HIV Vaccine Candidate Imbokodo Advances into Phase 2 Study
HVTN705 study is a Mosaic HIV vaccine candidate with the potential to protect people against a variety of HIV strains
With 37 million people living with HIV/AIDS, and an estimated 1.8 million new cases each year, a preventative vaccine is urgently needed to curb this worldwide pandemic.
“The main challenges facing the development of an HIV vaccine are scientific”, said Linda-Gail Bekker, Ph.D., and colleagues in a new report on the development of an HIV vaccine.
“And these challenges are unprecedented in the history of vaccinology,” said Professor Bekker.
This new research published in The Lancet HIV found that an experimental HIV-1 vaccine regimen to be well-tolerated and generated comparable and robust immune responses against HIV in healthy adults and rhesus monkeys.
This is 1 of only 5 experimental HIV-1 vaccine concepts that have progressed to efficacy trials in humans over 35 years.
Based on the results from the APPROACH phase 1/2a clinical trial that involved 393 healthy adults from 12 clinics, a phase 2b trial has been initiated with 2,600 women at risk for acquiring HIV.
The experimental regimens tested in this study are based on ‘mosaic’ vaccines that take pieces of different HIV viruses and combine them to elicit immune responses against a wide variety of HIV strains.
“This study demonstrates that the mosaic Ad26 prime, Ad26 plus gp140 boost HIV vaccine candidate induced robust immune responses in humans and monkeys with comparable magnitude, kinetics, phenotype, and durability and also provided 67% protection against viral challenge in monkeys”, says Professor Dan Barouch, Director of the Center for Virology and Vaccine Research at Beth Israel Deaconess Medical Center and Professor of Medicine at Harvard Medical School, who led the study, said in a press release.

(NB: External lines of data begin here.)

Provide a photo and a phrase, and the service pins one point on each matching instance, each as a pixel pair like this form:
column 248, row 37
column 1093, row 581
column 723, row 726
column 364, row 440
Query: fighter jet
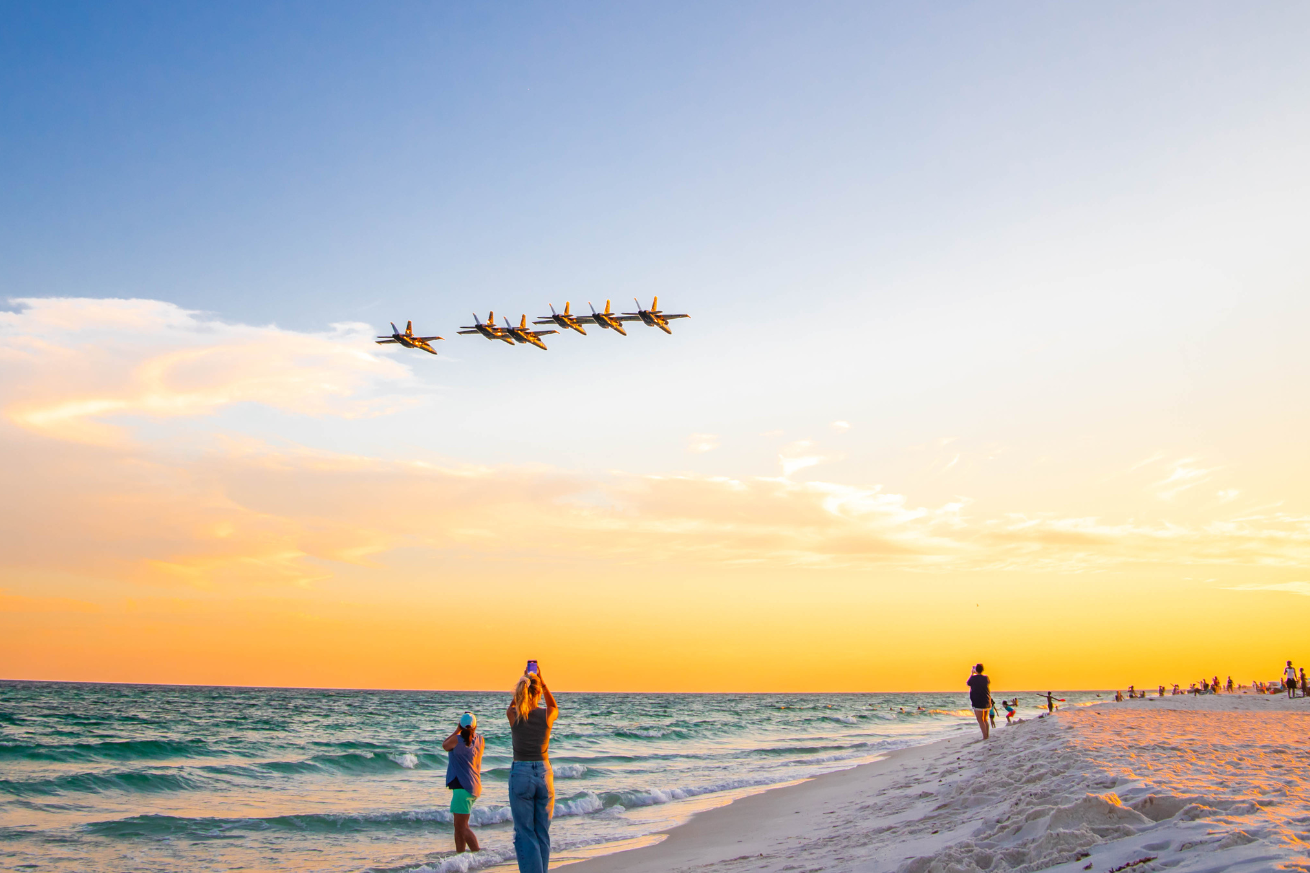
column 607, row 319
column 523, row 333
column 565, row 320
column 490, row 330
column 408, row 338
column 653, row 317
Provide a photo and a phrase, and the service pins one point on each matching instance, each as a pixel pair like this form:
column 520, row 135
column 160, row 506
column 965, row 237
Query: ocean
column 167, row 779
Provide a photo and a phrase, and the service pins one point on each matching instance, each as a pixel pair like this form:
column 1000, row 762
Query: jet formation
column 511, row 334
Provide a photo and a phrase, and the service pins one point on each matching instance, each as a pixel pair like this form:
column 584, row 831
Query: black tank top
column 532, row 737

Professor Barouch said, “These results should be interpreted cautiously. The challenges in the development of an HIV vaccine are unprecedented, and the ability to induce HIV-specific immune responses does not necessarily indicate that a vaccine will protect humans from HIV infection.”

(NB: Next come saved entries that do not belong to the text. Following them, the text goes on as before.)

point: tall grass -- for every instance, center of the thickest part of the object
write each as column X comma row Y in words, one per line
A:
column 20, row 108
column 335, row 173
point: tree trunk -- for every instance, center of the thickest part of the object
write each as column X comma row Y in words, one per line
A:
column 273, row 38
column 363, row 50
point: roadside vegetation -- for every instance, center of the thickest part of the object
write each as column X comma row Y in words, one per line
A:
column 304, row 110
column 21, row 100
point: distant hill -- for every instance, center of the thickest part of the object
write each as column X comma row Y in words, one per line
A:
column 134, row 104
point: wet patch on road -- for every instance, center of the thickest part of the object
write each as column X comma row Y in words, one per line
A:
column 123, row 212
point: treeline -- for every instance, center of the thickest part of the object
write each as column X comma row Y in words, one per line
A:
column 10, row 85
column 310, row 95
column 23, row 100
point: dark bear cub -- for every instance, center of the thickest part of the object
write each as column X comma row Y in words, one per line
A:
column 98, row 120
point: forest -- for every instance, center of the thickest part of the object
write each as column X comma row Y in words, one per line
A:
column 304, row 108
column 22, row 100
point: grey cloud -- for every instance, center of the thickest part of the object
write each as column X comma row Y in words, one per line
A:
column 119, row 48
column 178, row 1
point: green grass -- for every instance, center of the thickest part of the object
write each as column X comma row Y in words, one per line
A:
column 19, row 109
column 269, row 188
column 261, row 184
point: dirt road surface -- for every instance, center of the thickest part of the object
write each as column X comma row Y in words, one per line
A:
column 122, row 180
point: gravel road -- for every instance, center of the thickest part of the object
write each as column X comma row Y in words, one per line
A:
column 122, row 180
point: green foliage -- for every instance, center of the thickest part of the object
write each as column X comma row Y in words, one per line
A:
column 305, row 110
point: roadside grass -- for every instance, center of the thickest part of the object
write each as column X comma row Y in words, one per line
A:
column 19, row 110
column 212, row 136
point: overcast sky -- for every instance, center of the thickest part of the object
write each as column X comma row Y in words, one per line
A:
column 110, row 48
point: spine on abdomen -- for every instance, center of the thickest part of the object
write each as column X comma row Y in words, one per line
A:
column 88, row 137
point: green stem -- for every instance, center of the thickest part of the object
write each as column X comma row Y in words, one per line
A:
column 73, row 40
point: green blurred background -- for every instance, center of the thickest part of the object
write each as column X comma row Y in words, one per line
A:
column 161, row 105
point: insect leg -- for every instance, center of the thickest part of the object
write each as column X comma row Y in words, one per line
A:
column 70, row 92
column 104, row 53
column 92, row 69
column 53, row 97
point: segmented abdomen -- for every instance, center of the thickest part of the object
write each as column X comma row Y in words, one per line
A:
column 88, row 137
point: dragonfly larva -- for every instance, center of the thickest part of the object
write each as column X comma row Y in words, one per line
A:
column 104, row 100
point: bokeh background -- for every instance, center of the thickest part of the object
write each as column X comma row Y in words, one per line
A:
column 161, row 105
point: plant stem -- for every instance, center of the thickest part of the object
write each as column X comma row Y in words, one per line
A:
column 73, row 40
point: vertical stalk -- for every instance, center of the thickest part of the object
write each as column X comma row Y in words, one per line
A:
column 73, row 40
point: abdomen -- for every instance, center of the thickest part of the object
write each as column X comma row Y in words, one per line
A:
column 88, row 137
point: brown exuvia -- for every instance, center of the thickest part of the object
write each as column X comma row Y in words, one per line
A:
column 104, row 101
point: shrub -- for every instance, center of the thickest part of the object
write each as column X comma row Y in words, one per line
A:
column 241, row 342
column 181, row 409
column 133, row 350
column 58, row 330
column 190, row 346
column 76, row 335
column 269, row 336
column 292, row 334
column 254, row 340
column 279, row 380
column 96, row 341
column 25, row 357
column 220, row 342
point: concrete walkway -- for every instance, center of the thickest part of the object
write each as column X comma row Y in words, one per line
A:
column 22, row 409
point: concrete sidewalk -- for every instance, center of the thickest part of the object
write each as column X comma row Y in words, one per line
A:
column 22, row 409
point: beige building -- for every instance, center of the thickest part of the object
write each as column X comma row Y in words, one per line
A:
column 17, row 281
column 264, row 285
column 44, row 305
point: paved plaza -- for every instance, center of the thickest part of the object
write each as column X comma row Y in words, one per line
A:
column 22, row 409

“We eagerly await the results of the phase 2b efficacy trial called HVTN705, or ‘Imbokodo’, which will determine whether or not this vaccine will protect humans against acquiring HIV,” said Barouch.
This study was funded by Janssen Vaccines & Prevention BV, US National Institutes of Health, Ragon Institute of MGH, MIT and Harvard, Henry M Jackson Foundation for the Advancement of Military Medicine, US Department of Defense, and International AIDS Vaccine Initiative. No conflicts have been reported.